Given points are $(a, 2,1)$ and $(1,-1,1)$.

$$\begin{array}{lr} \therefore & \sqrt{(a-1)^2+(2+1)^2+(1-1)^2}=5 \\ \Rightarrow & (a-1)^2+9+0=25 \\ \Rightarrow & a^2-2 a+1+9=25 \\ \Rightarrow & a^2-2 a-15=0 \\ \Rightarrow & a^2-5 a+3 a-15=0 \\ \Rightarrow & a(a-5)+3(a-5)=0 \\ \Rightarrow & (a-5)(a+3)=0 \\ \Rightarrow & a-5=0 \text { or } a+3=0 \\ \therefore & a=+5 \text { or }-3 \end{array}$$

Let the vertices of $\Delta A B C$ is $A\left(x_1, y_1, z_1\right), B\left(x_2, y_2, z_2\right)$ and $C\left(x_3, y_3, z_3\right)$.
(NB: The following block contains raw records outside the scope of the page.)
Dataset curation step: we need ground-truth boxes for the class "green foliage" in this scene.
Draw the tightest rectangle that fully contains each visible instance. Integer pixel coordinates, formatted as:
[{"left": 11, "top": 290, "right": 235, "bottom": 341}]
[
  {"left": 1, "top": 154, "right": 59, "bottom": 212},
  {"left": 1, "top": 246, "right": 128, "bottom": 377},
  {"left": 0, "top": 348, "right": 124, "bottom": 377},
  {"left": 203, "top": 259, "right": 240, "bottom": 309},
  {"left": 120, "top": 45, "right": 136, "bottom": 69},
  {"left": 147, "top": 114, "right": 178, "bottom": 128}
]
$$\begin{aligned} &\text { Since, } D \text { is the mid-point of } A B \text {, then }\\ &\begin{aligned} & \frac{x_1+x_2}{2}=1 \Rightarrow x_1+x_2=2 \quad \text{.... (i)}\\ & \frac{y_1+y_2}{2}=2 \Rightarrow y_1+y_2=4 \quad \text{.... (ii)}\\ & \frac{z_1+z_2}{2}=-3 \Rightarrow z_1+z_2=-6\quad \text{.... (iii)} \end{aligned} \end{aligned}$$

$$\begin{aligned} &\text { Similarly, } E \text { and } F \text { are the mid-points of sides } B C \text { and } A C \text {, respectively. }\\ &\begin{aligned} & \frac{x_2+x_3}{2}=3 \Rightarrow x_2+x_3=6 \quad \text{.... (iv)}\\ & \frac{y_2+y_3}{2}=0 \Rightarrow y_2+y_3=0 \quad \text{.... (v)}\\ & \frac{z_2+z_3}{2}=1 \Rightarrow z_2+z_3=2 \quad \text{.... (vi)}\\ & \frac{x_1+x_3}{2}=-1 \Rightarrow x_1+x_3=-2 \quad \text{.... (vii)}\\ & \frac{y_1+y_3}{2}=1 \Rightarrow y_1+y_3=2 \quad \text{.... (viii)}\\ & \frac{z_1+z_3}{2}=-4 \Rightarrow z_1+z_3=-8\quad \text{.... (ix)} \end{aligned} \end{aligned}$$

From Eqs. (i) and (iv), $x_1+2 x_2+x_3=8\quad \text{... (x)}$

From Eqs. (ii) and (v), $y_1+2 y_2+y_3=4\quad\text{.... (xi}$

From Eqs. (iii) and (vi), $z_1+2 z_2+z_3=-4\quad \text{.... (xi)}$

From Eqs. (vii) and (x), $2 x_2=10 \Rightarrow x_2=5$

$$\begin{array}{ll} \Rightarrow & x_2=5 \text {, then } x_3=1 \\ \text { If } x_3=1 \text {, then } x_1=-3 \\ \because \quad & x_1=-3, x_2=5, x_3=1 \end{array}$$

$$\begin{aligned} &\text { From Eqs. (viii) and (xi), }\\ &\begin{aligned} 2 y_2 & =2 \Rightarrow y_2=1 \\ \text{If}\quad y_2 & =1, \text { then } y_3=-1 \\ \text{If}\quad y_3 & =-1, \text { then } y_1=3 \\ \because \quad y_1 & =3, y_2=1, y_3=-1 \end{aligned} \end{aligned}$$

From Eqs (ix) and (xii),

$$\begin{aligned} 2 z_2 & =4 \Rightarrow z_2=2 \\ \text{if}\quad z_2 & =2, \text { then } z_3=0 \\ \text{if}\quad z_3 & =0, \text { then } z_1=-8 \\ \because\quad z_1 & =-8, z_2=2, z_3=0 \end{aligned}$$

So, the vertices of $\triangle A B C$ are $A(-3,3,-8), B(5,1,2)$ and $C(1,-1,0)$.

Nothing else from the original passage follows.